Kevin Dsouza currently serves as the Lead Data Engineer at Chegg Inc., where he plays a pivotal role in transforming raw data into actionable insights that drive strategic decision-making. With a robust background in data engineering, Kevin specializes in leveraging advanced technologies and programming languages,...
Kevin Dsouza currently serves as the Lead Data Engineer at Chegg Inc., where he plays a pivotal role in transforming raw data into actionable insights that drive strategic decision-making. With a robust background in data engineering, Kevin specializes in leveraging advanced technologies and programming languages, including Python, SQL, and UNIX shell scripting, to create efficient data pipelines and optimize data workflows. His expertise spans a diverse array of databases such as Oracle, Microsoft SQL Server, PostgreSQL, and MongoDB, enabling him to manage and manipulate data across various platforms seamlessly.

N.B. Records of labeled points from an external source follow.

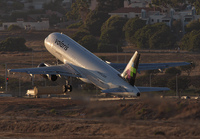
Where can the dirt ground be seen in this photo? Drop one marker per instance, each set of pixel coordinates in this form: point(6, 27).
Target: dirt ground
point(64, 118)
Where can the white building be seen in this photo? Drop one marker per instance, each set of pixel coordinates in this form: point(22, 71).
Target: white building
point(44, 25)
point(153, 15)
point(36, 4)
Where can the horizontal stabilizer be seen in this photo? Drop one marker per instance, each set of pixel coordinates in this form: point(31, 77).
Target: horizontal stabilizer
point(152, 89)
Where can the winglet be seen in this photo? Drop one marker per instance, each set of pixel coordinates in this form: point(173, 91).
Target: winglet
point(131, 69)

One of Kevin's key projects involved designing and implementing a Databricks pipeline that integrates traffic data sourced from Similarweb APIs. This innovative solution captures critical metrics, including desktop and mobile unique visitors, as well as overall visit counts. By merging this data and storing it in a Redshift table on a monthly basis, Kevin has significantly enhanced the BI team's ability to perform competitor analysis, providing them with valuable insights that inform marketing strategies and product development.
In addition to his technical acumen, Kevin is well-versed in big data technologies such as Apache Hadoop, Spark, and Airflow, which he utilizes to streamline data processing and ensure high availability of data for analytics. His proficiency in cloud platforms like Google Cloud Platform (GCP) and Amazon Web Services (AWS) further underscores his capability to architect scalable data solutions that meet the dynamic needs of Chegg Inc. As a leader in the data engineering space, Kevin Dsouza continues to drive innovation and efficiency, positioning Chegg at the forefront of data-driven decision-making in the education technology sector.